A lawsuit filed against Patriarch Partners founder Lynn Tilton is starting to line up with the government’s own case against her. Among other things, Tilton is being accused of misleading backers about the accounting standards at three debt funds, called the Zohar funds. Norddeutsche Landesbank Girozentrale and Hannover Funding Co. filed the lawsuit in the Supreme Court of New York on Monday.
The suit includes wide-ranging allegations, but one of most important refers to the way in which the accounts for the debt funds were prepared.
According to the suit, Tilton – whose focus on struggling companies has earned her the title `Diva of Distressed’ – told the investors that they were prepared in “in accordance with US GAAP,” meaning the “Generally Accepted Accounting Principles” under which many businesses prepare their financials. Filings with the SEC indicate otherwise. Here’s the filing from the SEC’s website.

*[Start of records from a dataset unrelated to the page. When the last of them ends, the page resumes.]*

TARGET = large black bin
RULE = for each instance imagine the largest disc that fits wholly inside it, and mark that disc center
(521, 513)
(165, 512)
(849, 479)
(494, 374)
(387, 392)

This very issue is at the center of separate fraud charges filed by the SEC. The SEC said in March that “Tilton repeatedly and falsely certified that the financial statements were prepared in accordance with Generally Accepted Accounting Principles.”
It’s not just the allegations that are lining up.
- Legal documents
An employee from Norddeutsche Landesbank Girozentrale is due to testify against Tilton in the SEC case, according to a copy of the witness list dated August 7. The SEC case has been stayed for now, but is expected to proceed, according to a person with knowledge of the situation.
The witness list says the Nord’s employee will “testify regarding [Nord’s] investment in the Zohar fund(s), communications regarding the investment, relationship with Patriarch, their understanding of the investment [and] any interaction with Tilton or other Patriarch employees.”
Tilton, earlier this year, went on a media blitz in the wake of the SEC’s charges and tried to challenge the fraud charges on constitutional grounds.
“We deny these baseless allegations in the strongest possible terms and we intend to vigorously defend ourselves in court,” according to a spokesperson for Patriarch Partners. “We particularly take great umbrage at plaintiffs’ allegations that Patriarch has at any time put its own interests ahead of the interests of the Zohar note holders or the portfolio companies and their employees.”
The SEC did not respond to a request for comment by publication time.